- Born: 7 March 1962 (age 64) Grafing, Bavaria, West Germany
- Occupation: Archaeologist
- Known for: Being kidnapped in Iraq in 2005

= Susanne Osthoff =

German archaeologist (born 1962)

Susanne Kristina Osthoff (born 7 March 1962) is a German archaeologist who had worked in Iraq from 1991 until being taken hostage there on 25 November 2005. She was freed by her captors on 18 December 2005.

== Biography ==
Osthoff grew up in Grafing in Bavaria with two brothers and one sister. She studied Near Eastern archaeology and Semitic languages at LMU Munich.

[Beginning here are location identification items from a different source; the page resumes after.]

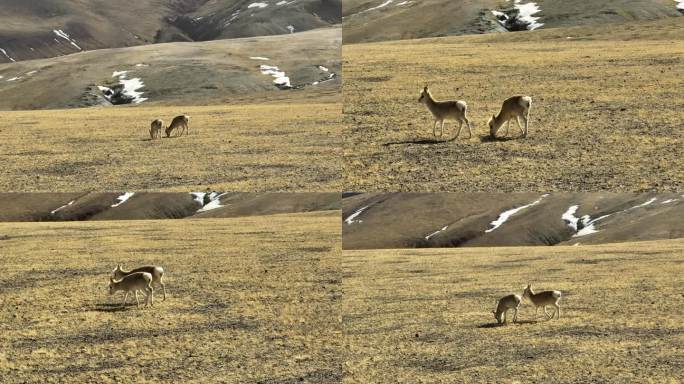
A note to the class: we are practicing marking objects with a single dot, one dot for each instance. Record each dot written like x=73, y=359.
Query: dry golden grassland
x=268, y=147
x=607, y=111
x=250, y=300
x=424, y=316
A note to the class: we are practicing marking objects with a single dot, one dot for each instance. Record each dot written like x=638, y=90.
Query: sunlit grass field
x=424, y=315
x=606, y=113
x=253, y=147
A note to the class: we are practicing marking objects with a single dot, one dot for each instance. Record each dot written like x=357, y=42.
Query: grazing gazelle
x=504, y=304
x=514, y=107
x=155, y=129
x=154, y=270
x=543, y=299
x=139, y=281
x=180, y=123
x=442, y=110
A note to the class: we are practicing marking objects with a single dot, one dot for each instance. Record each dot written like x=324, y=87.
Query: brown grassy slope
x=425, y=315
x=249, y=300
x=271, y=147
x=606, y=113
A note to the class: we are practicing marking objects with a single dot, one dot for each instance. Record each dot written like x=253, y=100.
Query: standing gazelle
x=514, y=107
x=442, y=110
x=505, y=304
x=156, y=272
x=155, y=129
x=179, y=123
x=139, y=281
x=543, y=299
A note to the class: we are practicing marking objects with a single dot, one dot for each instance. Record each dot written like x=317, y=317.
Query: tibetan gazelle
x=505, y=304
x=179, y=123
x=155, y=271
x=517, y=107
x=543, y=299
x=442, y=110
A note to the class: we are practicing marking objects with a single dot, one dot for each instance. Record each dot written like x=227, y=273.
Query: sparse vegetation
x=607, y=111
x=270, y=147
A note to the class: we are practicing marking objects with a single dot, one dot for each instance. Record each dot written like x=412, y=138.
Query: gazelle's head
x=492, y=126
x=424, y=94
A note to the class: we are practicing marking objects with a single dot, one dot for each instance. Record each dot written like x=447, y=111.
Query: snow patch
x=351, y=219
x=66, y=37
x=213, y=203
x=127, y=90
x=281, y=81
x=503, y=217
x=123, y=198
x=7, y=55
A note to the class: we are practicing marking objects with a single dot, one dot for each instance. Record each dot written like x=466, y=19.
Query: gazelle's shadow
x=112, y=307
x=519, y=322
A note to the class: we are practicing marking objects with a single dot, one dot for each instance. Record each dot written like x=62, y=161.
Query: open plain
x=606, y=112
x=424, y=316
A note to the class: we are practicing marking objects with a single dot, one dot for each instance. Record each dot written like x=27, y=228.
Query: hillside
x=39, y=29
x=250, y=300
x=418, y=220
x=606, y=111
x=381, y=20
x=97, y=206
x=273, y=68
x=426, y=315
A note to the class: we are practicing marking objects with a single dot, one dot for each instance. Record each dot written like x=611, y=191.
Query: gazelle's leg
x=163, y=287
x=458, y=132
x=470, y=131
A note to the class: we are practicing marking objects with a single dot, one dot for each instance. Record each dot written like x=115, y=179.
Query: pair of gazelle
x=179, y=123
x=541, y=299
x=138, y=279
x=517, y=107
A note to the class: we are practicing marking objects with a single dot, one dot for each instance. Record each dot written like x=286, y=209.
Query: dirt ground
x=424, y=316
x=250, y=300
x=606, y=113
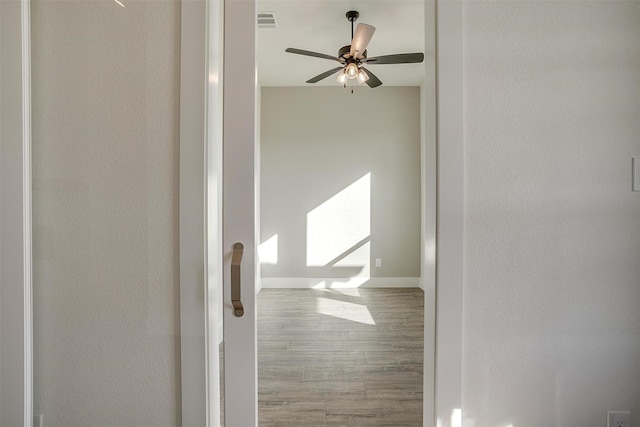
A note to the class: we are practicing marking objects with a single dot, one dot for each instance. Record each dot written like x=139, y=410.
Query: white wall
x=318, y=142
x=105, y=156
x=552, y=229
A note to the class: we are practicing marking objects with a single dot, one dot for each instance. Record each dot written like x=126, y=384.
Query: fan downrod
x=352, y=15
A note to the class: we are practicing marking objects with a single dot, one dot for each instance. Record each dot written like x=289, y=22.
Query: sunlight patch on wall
x=344, y=310
x=268, y=251
x=342, y=283
x=339, y=224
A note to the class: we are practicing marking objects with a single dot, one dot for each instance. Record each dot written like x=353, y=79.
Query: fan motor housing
x=346, y=50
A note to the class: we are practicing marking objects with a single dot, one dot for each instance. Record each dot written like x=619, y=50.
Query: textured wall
x=552, y=229
x=317, y=142
x=105, y=144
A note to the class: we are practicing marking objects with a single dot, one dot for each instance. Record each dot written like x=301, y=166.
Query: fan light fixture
x=351, y=71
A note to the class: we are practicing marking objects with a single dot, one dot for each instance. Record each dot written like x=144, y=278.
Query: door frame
x=16, y=321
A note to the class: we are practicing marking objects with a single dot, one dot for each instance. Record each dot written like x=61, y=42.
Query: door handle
x=236, y=259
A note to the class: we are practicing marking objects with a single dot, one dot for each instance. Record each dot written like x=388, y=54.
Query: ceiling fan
x=353, y=57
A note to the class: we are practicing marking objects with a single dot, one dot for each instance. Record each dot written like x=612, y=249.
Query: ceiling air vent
x=266, y=20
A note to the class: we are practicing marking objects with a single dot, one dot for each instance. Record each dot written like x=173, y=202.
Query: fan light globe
x=352, y=71
x=362, y=77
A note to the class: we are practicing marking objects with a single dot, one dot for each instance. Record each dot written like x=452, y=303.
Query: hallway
x=340, y=357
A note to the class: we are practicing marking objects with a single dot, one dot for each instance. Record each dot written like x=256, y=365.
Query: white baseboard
x=337, y=282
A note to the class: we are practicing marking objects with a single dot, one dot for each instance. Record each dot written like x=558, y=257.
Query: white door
x=239, y=213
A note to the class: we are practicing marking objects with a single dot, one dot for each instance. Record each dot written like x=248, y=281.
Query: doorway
x=323, y=189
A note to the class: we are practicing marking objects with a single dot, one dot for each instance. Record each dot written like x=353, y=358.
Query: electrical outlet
x=618, y=419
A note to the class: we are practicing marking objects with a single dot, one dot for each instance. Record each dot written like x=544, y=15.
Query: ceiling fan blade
x=399, y=58
x=324, y=75
x=373, y=81
x=309, y=53
x=361, y=39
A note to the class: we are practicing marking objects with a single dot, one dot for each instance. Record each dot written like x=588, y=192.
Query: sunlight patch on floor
x=344, y=310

After her studies, she moved to Iraq to work in archaeology, including the excavation of the 4,000 year-old Islin site. She subsequently married an Iraqi Sunni Muslim of the Shammar Tribe and converted to Islam.

== Abduction ==
On 25 November, Osthoff and her driver vanished in Northern Iraq. Two days later, a video clip was released showing the two captives surrounded by masked, armed men who read a statement threatening to kill the hostages unless the German government stopped cooperation with the Iraqi government.

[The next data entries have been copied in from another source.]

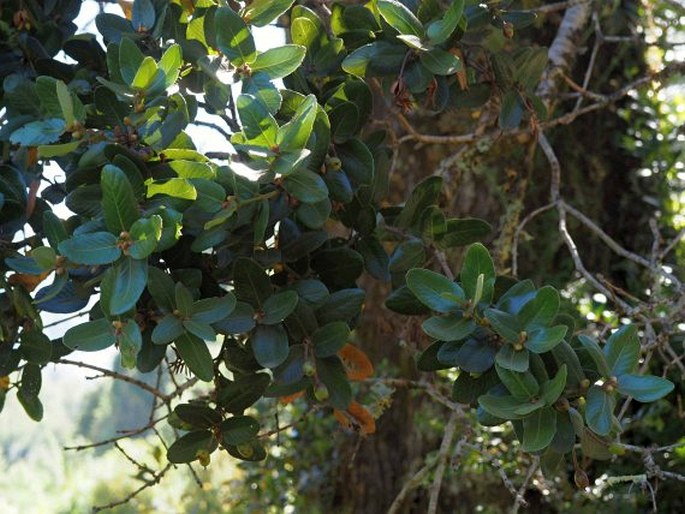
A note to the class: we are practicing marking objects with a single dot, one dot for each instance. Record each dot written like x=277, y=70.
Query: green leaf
x=599, y=410
x=258, y=123
x=175, y=187
x=595, y=352
x=130, y=278
x=622, y=351
x=190, y=446
x=425, y=194
x=167, y=330
x=504, y=324
x=278, y=307
x=170, y=64
x=377, y=58
x=295, y=134
x=36, y=347
x=541, y=310
x=262, y=12
x=476, y=262
x=539, y=429
x=196, y=356
x=331, y=372
x=91, y=336
x=213, y=309
x=119, y=205
x=251, y=284
x=474, y=356
x=453, y=327
x=270, y=345
x=280, y=61
x=440, y=62
x=161, y=287
x=145, y=234
x=644, y=388
x=440, y=31
x=91, y=249
x=233, y=37
x=552, y=389
x=330, y=338
x=238, y=430
x=511, y=359
x=522, y=386
x=435, y=290
x=400, y=18
x=341, y=305
x=36, y=133
x=541, y=340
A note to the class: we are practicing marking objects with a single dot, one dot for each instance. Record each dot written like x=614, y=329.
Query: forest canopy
x=447, y=231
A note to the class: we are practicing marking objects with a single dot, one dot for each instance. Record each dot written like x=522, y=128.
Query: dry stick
x=148, y=483
x=520, y=494
x=411, y=484
x=443, y=457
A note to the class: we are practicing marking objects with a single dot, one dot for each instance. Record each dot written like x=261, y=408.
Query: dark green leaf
x=196, y=356
x=91, y=336
x=435, y=291
x=644, y=388
x=270, y=345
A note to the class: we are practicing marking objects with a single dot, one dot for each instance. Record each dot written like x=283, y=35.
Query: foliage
x=250, y=267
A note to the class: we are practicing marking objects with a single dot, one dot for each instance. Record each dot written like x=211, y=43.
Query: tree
x=287, y=267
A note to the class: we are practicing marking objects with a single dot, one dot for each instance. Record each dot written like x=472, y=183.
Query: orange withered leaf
x=357, y=364
x=356, y=418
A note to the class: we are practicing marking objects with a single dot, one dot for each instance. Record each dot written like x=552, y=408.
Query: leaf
x=278, y=307
x=251, y=284
x=541, y=340
x=233, y=37
x=91, y=249
x=130, y=278
x=541, y=310
x=644, y=388
x=306, y=186
x=257, y=121
x=522, y=386
x=36, y=133
x=504, y=324
x=400, y=18
x=270, y=345
x=145, y=234
x=191, y=446
x=476, y=262
x=595, y=352
x=426, y=193
x=435, y=291
x=539, y=429
x=599, y=410
x=238, y=430
x=511, y=359
x=91, y=336
x=330, y=338
x=196, y=356
x=440, y=62
x=119, y=205
x=213, y=309
x=280, y=61
x=552, y=389
x=622, y=351
x=295, y=134
x=167, y=330
x=440, y=31
x=453, y=327
x=262, y=12
x=36, y=347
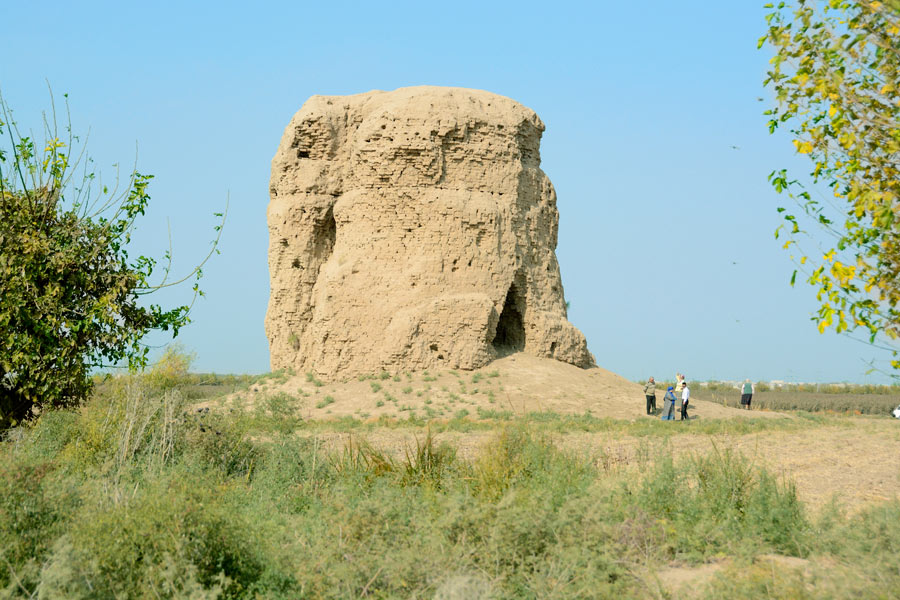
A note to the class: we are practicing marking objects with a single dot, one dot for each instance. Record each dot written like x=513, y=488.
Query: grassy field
x=841, y=398
x=140, y=495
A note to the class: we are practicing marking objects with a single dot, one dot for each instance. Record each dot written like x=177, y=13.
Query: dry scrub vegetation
x=141, y=494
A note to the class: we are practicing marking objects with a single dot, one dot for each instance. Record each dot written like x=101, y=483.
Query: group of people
x=680, y=388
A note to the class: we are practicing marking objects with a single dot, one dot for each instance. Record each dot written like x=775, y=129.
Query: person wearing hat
x=746, y=394
x=650, y=394
x=685, y=398
x=668, y=405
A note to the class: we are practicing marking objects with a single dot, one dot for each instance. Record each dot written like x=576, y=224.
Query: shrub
x=69, y=294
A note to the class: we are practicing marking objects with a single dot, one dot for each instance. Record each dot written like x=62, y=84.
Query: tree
x=70, y=297
x=836, y=77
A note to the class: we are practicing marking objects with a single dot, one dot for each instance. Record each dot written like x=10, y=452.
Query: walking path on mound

Osthoff and her driver were freed from their captors on 18 December 2005.

A spokesperson for the German Foreign Ministry, Martin Jäger, confirmed that "the German government and the German embassy in Baghdad were involved" in securing Osthoff's release. However, German government officials declined to comment on whether they paid a ransom for her release.

In her first interview after release, Osthoff appeared in a full niqab and told Al Jazeera that the kidnappers had assured her she was safe and that they knew she was "Iraq's friend." She expressed her further comfort that she "knew [she] was not in the hands of criminals."

While Osthoff was showering at the German embassy in Baghdad immediately after her release, officers from the Federal Intelligence Service found several thousand dollars in her possession. The serial numbers on the bills matched those on the money paid to secure her release. She claimed that the money had been given to her by her kidnappers as "compensation" for her ordeal and restitution for £9,500 that was stolen from her when she was kidnapped.

Some believe that Germany traded the terrorist Mohammed Ali Hamadi, who was convicted of the murder of US Navy sailor Robert Stethem during the hijacking of TWA Flight 847, for Osthoff's release. The German government has denied that her release was linked to Hamadi's.